Parking rates won’t change, and the meters still will accept coins, but drivers will have the option to use credit and debit cards as well. A minimum charge of $1 will be required to use a card.

George Durante, program coordinator for the Nashua Office of Economic Development, said the city is hoping to roll out the meters quickly and get them operational within two weeks.

“It’s certainly a step in the right direction for us, in terms of parking and keeping pace with other cities that are comparable to us,” he said.

The parking stations on Main Street will be “pay-and-display” style, meaning they provide a printed receipt that drivers will be required to leave on their dashboards.

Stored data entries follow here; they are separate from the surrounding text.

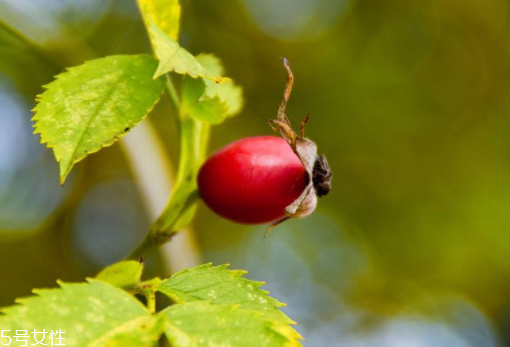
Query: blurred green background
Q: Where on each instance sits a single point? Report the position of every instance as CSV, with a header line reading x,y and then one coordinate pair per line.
x,y
409,100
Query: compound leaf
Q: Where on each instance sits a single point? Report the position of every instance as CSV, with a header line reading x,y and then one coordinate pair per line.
x,y
90,106
124,274
202,324
219,285
88,314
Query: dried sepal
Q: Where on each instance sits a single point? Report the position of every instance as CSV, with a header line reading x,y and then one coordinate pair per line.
x,y
317,168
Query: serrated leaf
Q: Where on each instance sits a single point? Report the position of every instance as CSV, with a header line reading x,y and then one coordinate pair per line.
x,y
219,285
124,274
210,110
90,106
227,91
172,57
202,324
89,314
166,14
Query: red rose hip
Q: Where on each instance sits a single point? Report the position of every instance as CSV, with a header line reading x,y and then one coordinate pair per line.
x,y
252,180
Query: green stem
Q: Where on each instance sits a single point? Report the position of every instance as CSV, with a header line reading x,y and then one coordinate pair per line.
x,y
180,208
172,93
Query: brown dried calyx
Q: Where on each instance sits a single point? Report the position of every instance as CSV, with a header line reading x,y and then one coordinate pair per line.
x,y
317,167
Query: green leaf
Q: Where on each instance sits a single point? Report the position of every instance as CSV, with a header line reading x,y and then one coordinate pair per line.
x,y
227,91
89,314
210,110
90,106
219,285
125,274
172,57
166,14
202,324
207,101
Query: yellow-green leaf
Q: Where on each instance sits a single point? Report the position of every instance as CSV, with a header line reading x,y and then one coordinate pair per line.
x,y
90,106
166,14
207,101
172,57
202,324
227,91
91,314
210,110
220,285
124,274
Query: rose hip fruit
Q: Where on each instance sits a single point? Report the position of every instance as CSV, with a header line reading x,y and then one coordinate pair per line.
x,y
252,180
267,179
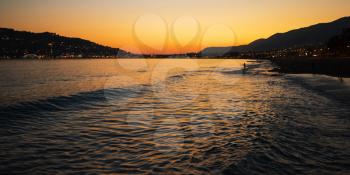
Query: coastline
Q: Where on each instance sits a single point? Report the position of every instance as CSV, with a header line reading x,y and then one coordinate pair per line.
x,y
332,66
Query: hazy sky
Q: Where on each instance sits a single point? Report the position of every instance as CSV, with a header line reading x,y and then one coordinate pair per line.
x,y
168,26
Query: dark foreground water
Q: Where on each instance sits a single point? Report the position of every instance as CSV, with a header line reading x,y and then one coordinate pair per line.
x,y
168,117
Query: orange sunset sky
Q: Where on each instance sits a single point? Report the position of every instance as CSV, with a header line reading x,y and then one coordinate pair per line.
x,y
168,26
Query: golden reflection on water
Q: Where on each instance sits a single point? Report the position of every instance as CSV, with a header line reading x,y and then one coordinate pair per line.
x,y
29,80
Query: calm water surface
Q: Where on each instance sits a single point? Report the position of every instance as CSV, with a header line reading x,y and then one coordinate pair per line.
x,y
167,117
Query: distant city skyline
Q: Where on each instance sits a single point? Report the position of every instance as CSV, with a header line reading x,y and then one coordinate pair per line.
x,y
168,26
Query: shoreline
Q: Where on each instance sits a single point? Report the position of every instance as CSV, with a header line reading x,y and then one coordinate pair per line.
x,y
331,66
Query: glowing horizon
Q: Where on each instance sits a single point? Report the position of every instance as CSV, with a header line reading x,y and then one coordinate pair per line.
x,y
164,26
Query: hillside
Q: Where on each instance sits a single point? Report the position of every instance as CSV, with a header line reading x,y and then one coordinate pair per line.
x,y
313,35
19,44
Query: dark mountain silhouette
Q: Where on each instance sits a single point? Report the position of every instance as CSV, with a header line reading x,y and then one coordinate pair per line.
x,y
18,44
313,35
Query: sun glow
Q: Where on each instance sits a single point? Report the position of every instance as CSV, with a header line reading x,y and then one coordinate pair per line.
x,y
163,26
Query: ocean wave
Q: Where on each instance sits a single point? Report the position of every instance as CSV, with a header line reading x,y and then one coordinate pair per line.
x,y
80,101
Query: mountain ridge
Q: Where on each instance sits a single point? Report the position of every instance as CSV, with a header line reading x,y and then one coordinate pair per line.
x,y
18,44
312,35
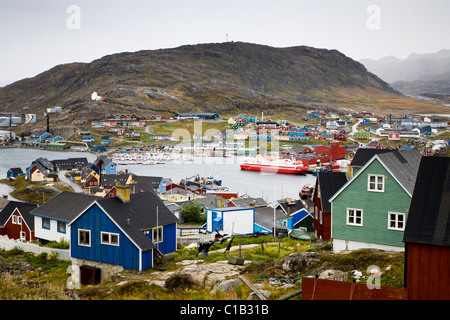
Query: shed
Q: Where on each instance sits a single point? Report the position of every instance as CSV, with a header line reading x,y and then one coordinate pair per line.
x,y
231,220
427,232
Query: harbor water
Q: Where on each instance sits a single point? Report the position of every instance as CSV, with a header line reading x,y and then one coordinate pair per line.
x,y
268,186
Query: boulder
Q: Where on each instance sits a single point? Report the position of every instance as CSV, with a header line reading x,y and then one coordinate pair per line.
x,y
300,262
333,275
254,296
226,286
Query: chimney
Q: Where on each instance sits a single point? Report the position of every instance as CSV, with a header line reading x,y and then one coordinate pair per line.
x,y
124,191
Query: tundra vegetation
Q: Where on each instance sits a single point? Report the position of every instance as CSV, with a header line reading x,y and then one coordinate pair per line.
x,y
24,276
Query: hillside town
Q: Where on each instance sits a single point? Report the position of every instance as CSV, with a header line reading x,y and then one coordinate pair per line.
x,y
374,179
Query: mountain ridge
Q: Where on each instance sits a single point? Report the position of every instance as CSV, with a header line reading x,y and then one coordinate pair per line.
x,y
227,78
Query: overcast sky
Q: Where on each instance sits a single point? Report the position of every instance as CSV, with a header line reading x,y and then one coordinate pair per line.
x,y
36,35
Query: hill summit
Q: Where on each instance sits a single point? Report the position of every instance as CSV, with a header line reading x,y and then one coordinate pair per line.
x,y
226,78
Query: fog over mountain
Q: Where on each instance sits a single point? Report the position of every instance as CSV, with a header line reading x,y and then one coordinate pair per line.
x,y
426,75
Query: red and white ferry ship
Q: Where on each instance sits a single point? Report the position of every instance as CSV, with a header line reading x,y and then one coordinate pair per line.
x,y
272,164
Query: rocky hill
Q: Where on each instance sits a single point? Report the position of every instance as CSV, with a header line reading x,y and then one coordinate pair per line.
x,y
227,78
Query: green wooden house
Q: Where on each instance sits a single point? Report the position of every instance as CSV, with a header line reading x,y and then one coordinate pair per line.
x,y
370,210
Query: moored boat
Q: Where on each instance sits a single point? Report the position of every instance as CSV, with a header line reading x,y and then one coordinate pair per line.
x,y
271,164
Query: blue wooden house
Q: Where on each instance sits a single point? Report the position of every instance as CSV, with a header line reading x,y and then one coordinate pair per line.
x,y
14,172
129,231
301,217
105,139
264,220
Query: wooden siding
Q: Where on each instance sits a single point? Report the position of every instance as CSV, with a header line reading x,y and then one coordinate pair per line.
x,y
322,289
375,206
12,230
95,220
169,243
427,276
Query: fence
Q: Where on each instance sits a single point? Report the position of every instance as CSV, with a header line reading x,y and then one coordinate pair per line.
x,y
322,289
9,244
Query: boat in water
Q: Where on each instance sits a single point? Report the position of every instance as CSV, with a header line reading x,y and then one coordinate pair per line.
x,y
274,164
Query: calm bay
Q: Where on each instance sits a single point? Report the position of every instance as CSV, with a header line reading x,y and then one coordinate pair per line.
x,y
269,186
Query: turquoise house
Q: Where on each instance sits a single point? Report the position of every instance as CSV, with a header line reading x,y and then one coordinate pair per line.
x,y
371,209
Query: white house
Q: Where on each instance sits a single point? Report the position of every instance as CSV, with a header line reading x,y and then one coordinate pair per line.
x,y
51,219
231,220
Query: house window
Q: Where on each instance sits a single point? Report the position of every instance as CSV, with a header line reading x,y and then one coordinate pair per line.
x,y
45,223
396,221
110,238
61,227
354,217
375,183
84,237
157,235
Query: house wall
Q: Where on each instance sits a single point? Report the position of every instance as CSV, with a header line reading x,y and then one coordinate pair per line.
x,y
375,206
427,276
36,175
126,254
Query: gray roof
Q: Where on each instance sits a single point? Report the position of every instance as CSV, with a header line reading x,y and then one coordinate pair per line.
x,y
138,215
245,202
403,165
64,206
264,217
329,183
428,217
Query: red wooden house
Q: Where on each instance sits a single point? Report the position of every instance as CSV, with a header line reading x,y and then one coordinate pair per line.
x,y
16,222
91,181
327,184
426,236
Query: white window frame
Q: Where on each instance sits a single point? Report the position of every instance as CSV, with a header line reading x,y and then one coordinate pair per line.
x,y
396,221
109,241
90,238
355,210
155,232
58,224
376,176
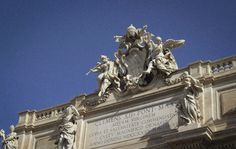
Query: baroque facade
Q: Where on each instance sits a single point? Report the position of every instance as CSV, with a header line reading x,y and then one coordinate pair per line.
x,y
143,101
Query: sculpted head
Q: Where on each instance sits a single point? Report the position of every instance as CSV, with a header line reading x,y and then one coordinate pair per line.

The new stations inside the parking garages will use a different format. Drivers will be required to type in the number of a parking space to pay for parking time, and no printed receipt is required.

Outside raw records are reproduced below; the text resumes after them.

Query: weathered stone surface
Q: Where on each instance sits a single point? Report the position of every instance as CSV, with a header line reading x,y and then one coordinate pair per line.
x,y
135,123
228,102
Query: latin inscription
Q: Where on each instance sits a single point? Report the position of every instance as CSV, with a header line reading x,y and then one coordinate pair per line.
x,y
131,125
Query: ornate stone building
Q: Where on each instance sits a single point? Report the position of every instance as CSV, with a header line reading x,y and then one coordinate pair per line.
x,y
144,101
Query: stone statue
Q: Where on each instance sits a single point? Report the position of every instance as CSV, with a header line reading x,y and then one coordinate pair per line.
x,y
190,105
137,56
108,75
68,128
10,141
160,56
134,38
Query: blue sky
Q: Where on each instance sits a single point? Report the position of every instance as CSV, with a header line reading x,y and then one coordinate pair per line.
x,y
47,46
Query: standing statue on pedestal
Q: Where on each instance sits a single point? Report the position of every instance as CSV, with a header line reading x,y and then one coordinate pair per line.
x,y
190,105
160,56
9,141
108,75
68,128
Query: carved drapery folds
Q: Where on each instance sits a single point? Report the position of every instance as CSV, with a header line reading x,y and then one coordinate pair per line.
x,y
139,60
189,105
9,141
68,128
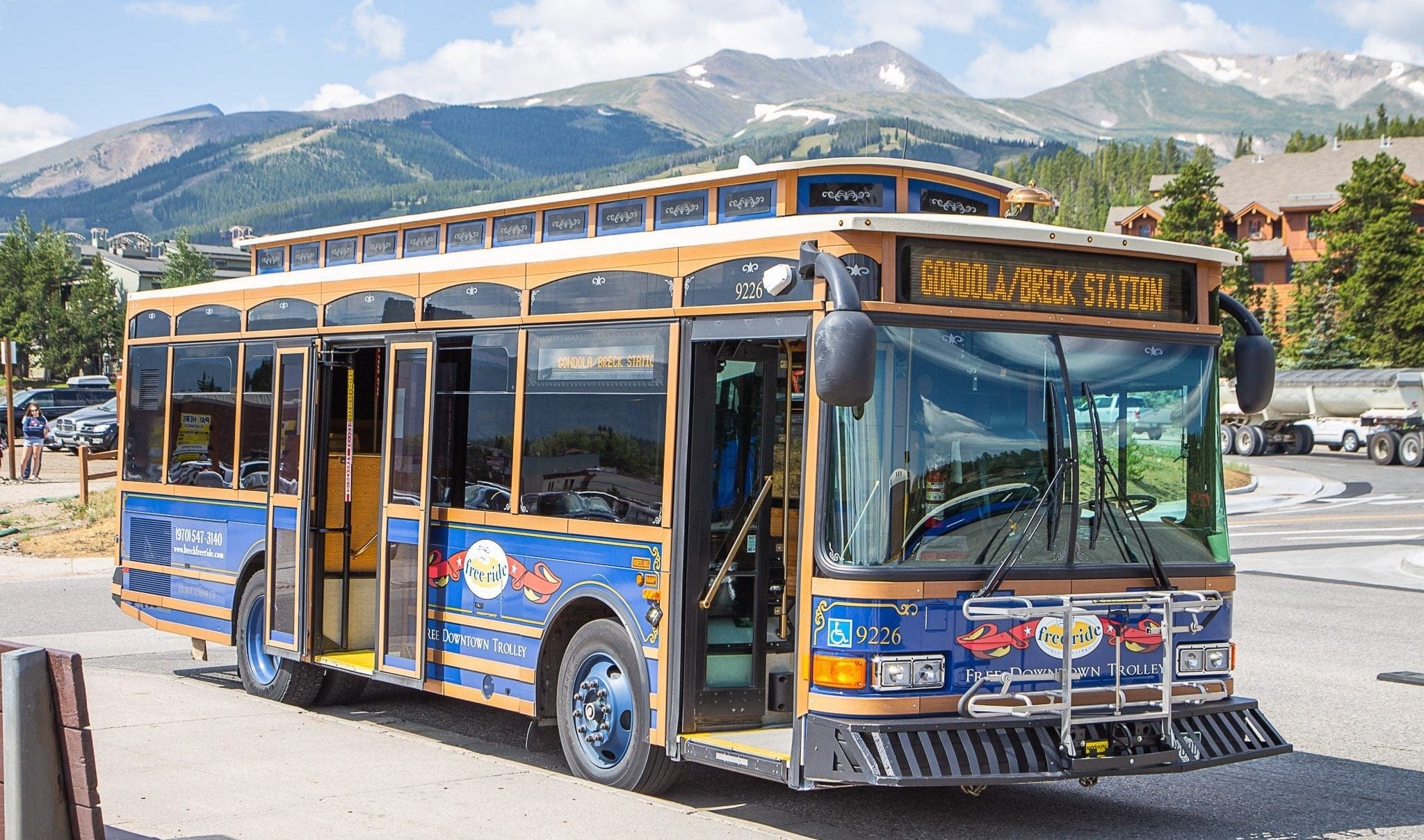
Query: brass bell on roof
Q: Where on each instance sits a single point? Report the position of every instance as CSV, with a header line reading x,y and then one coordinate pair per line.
x,y
1028,197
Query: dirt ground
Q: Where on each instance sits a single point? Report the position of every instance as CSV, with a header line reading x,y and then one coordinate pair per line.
x,y
46,515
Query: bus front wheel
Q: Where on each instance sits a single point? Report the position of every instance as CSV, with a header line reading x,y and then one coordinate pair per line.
x,y
603,712
262,674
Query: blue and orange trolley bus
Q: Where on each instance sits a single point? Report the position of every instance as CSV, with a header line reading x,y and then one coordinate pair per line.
x,y
818,471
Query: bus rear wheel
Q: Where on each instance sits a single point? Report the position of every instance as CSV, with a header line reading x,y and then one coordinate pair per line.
x,y
603,712
262,674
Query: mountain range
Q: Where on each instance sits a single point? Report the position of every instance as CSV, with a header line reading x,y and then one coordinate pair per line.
x,y
274,170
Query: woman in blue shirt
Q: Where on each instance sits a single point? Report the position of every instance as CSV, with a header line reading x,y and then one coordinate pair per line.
x,y
35,428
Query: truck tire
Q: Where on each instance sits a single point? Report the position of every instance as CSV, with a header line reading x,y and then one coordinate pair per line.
x,y
603,712
1300,440
285,681
1251,440
1384,447
1411,449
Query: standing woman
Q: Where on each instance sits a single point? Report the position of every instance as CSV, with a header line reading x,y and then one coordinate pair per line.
x,y
35,428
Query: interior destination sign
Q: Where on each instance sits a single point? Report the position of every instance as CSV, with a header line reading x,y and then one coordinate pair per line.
x,y
1046,281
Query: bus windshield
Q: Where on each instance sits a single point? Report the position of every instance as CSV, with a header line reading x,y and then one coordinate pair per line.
x,y
979,443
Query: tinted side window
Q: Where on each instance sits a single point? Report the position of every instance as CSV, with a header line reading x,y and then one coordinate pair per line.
x,y
257,417
594,423
145,382
473,425
202,413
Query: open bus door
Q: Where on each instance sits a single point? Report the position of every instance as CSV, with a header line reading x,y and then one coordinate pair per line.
x,y
743,497
288,512
405,515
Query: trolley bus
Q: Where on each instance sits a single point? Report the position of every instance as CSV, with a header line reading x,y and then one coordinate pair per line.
x,y
798,470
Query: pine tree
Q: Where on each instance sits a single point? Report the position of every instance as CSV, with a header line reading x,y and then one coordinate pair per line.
x,y
186,265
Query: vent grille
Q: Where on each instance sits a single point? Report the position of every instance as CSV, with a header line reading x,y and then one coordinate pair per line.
x,y
152,583
150,389
150,542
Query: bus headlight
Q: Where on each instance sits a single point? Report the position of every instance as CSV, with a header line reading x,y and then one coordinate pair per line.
x,y
1204,658
895,674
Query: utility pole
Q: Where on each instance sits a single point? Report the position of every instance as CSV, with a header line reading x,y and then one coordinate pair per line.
x,y
9,403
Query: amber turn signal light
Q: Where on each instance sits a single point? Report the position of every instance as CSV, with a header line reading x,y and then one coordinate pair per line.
x,y
843,672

As part of the transition, parking cards will no longer be accepted by the new pay stations, but they’ll still be valid to use on side streets downtown.

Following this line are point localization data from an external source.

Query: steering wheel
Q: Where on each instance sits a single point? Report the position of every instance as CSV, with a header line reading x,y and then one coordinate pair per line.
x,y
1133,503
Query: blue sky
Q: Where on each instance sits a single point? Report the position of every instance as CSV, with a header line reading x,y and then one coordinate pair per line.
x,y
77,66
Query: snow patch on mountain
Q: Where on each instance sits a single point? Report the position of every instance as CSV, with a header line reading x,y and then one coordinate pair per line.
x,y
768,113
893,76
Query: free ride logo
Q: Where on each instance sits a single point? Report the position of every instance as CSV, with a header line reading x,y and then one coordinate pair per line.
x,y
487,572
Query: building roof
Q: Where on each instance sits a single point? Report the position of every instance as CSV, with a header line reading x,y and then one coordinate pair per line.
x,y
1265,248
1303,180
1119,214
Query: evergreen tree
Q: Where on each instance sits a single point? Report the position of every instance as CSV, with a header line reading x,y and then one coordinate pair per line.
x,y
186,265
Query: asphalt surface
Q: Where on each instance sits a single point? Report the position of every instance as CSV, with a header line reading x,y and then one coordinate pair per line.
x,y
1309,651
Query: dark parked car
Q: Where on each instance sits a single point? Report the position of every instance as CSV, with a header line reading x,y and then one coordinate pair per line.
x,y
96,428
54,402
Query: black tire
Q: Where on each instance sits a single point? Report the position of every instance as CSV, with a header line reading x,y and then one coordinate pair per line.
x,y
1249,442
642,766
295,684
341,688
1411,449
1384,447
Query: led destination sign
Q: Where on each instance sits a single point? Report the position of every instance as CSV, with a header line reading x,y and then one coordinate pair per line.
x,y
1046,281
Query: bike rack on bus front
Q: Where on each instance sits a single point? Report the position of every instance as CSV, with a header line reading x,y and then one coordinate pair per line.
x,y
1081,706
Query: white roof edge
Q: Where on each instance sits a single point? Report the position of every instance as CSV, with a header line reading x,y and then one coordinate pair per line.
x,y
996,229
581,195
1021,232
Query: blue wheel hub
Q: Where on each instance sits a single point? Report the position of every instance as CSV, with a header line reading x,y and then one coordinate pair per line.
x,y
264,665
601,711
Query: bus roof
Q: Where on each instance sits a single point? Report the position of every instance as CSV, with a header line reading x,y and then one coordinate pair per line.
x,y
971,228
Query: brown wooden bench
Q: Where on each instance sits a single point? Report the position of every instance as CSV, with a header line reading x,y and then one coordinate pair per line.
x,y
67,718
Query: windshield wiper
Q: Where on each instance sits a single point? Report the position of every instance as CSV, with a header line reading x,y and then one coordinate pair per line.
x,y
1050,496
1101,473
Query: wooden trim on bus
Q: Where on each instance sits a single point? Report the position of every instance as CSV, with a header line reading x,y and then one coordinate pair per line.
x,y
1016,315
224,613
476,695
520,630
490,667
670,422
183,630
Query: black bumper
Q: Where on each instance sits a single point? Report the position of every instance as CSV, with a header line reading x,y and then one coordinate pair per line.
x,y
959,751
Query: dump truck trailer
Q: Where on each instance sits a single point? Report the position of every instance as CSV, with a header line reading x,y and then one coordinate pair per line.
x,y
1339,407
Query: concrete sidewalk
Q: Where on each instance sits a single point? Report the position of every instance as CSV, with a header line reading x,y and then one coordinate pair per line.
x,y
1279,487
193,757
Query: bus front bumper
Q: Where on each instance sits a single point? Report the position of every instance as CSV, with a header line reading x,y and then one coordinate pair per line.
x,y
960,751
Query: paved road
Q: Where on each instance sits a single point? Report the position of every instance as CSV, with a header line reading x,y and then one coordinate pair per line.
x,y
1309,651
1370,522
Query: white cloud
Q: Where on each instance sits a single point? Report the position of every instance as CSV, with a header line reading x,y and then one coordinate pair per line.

To prepare for the change, the city distributed instructional flyers to business owners along Main Street. Most are ready to answer questions about the new technology, Durante said, although electronic stations have become fairly commonplace.

“I think a lot of people have been exposed to these things before in Hampton and Manchester, so I don’t think it’s so much a foreign concept as it was maybe five years ago,” he said, “so we expect it to go fairly seamlessly.”

The city received seven bids for the project last year. Tampa, Fla.-based CALEAmerica was selected to supply the 20 electronic units for $140,000. Money for the project came through the city’s “Capital Projects – City Buildings Fund.” The funds come from added revenue the city has raised since it altered parking meter zones and charges in November 2011.

T2 Systems, of Indianapolis, provided the related pay station software for $68,632, as well as handheld devices, data conversion tools and hosting services. The funding sources are split between the City Buildings Fund and the Traffic Violations Fund.

Workers began the process of installing the new stations Tuesday. The first step entails removing the old coin-operated parking meters, then eventually pulling the metal poles out of the ground.

The new stations are installed inside concrete pads, which are poured in locations that haven’t already been redeveloped through the city’s downtown sidewalks project. Durante said residents probably will see plywood and cones in those areas for a few days. Workers will drill bolts into the ground to attach the new pay stations to sections of the sidewalk that already have been refinished.

Along Main Street, business owners such as Cheryl Plunkett have been eager to see the new electronic payment systems installed. Plunkett owns Fresh of Nashua, a women’s clothing boutique located at 178 Main St., which has been open for five years. Plunkett said customers ask her to exchange cash for quarters on a daily basis.

“I think it’s a good thing, because I don’t have to run to the bank to get quarters for people,” she said.

At MT’s Local Kitchen & Wine Bar, assistant manager Rachael Morgan said it’s about time the city switched to an electronic payment system downtown, given the success of similar efforts in places like Portsmouth and Manchester.

“I think it’ll be a great idea,” she said. “I think that it’ll be a cleaner way to keep track of things.”

Alec’s Shoe Store manager Wendell Palmer said he doesn’t believe customers have faced difficulty finding parking near the shop, given the 90-minute parking limit in the downtown area, but it was a hassle for them to carry around change for the meters.

“I think it’s going to be 100 percent better,” he said.

The switch to a high-tech payment system also will present new opportunities for city workers to streamline collection and maintenance. The stations are expected to be more reliable, and they’ll be programmed to send electronic alerts to the Transportation Department when there’s a problem. The parking data also is expected to provide a more accurate look at how downtown parking spaces are being used.

“This is going to give us a much more comprehensive picture of downtown parking,” Durante said.